Le monde a-t-il basculé?
Refus de condamner l’invasion russe en Ukraine, dénonciation de la guerre menée par Israël à Gaza, rejet du contrôle occidental sur les institutions financières internationales… Quelque chose est en train de changer dans les rapports de forces planétaires. Si Washington et ses alliés demeurent capables d’imposer leurs préférences au reste du monde, c’est désormais au prix de passages en force coûteux en termes d’image. Alors que le vernis de la supériorité morale occidentale craquelle, la réalité de l’«ordre international fondé sur des règles» transparaît de façon crue: un rapport de domination dont la consolidation requiert chaque jour un peu plus de brutalité.
C’est dans ce contexte que semble avoir émergé un «Sud» que certains disent «global». Une seconde moitié du monde désormais soucieuse de faire entendre une voix distincte. Mais qu’est-ce que le Sud? Quel projet porte-t-il? Et au nom de qui s’exprime-t-il? Cette nouvelle livraison de Manière de voir1>«Le Sud existe-t-il?», Manière de voir, n° 195, juin-juillet 2024, bimestriel édité par Le Monde diplomatique. répond à l’ensemble de ces questions.
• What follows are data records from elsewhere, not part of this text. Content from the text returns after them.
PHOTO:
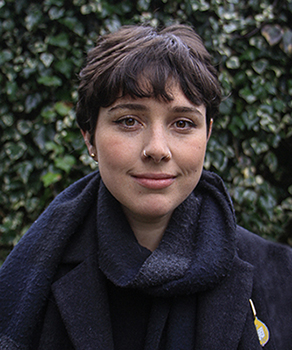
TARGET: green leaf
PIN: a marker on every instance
(50, 81)
(65, 163)
(60, 40)
(272, 33)
(15, 150)
(51, 178)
D’abord en rappelant que, né dans la géographie, le terme Sud a été trempé au feu des luttes de libération nationale, à l’issue de la Seconde Guerre mondiale, quand apparaît ce que le démographe Alfred Sauvy qualifiera de tiers-monde en 1950: un ensemble de pays, dont la plupart viennent d’accéder à l’indépendance, qui revendiquent la construction d’un ordre mondial leur permettant de s’émanciper réellement. C’est-à-dire y compris sur le plan économique. Ce Sud politique, c’est celui d’Ernesto «Che» Guevara, d’Ahmed Ben Bella ou encore de Mao Zedong, tous issus de pays pourtant situés dans la moitié supérieure des planisphères.
Le deuxième chapitre de la publication documente sa réémergence après son écrasement par la contre-révolution néolibérale des années 1970. Un Sud non plus uni par un projet commun, mais par une même contestation du Nord. Manière de voir revient ici sur l’indocilité qui monte au sein des pays qui, bien que réputés faibles, acceptent de moins en moins la suprématie des puissants, qu’il s’agisse des conflits guerriers en cours, des votes dans les institutions financières, ou du rôle du dollar.
Le dernier chapitre dessine les limites de l’enchevêtrement d’alliances à géométrie variable qui constitue le Sud «moderne». Quels points communs, en effet, entre les projets portés par l’Inde ultraconservatrice de M. Narendra Modi et la Colombie progressiste de M. Gustavo Petro? Quel avenir dessiner ensemble lorsque chacun semble avant tout chercher à se faire une place dans un monde dont il ne s’agit plus de modifier le fonctionnement?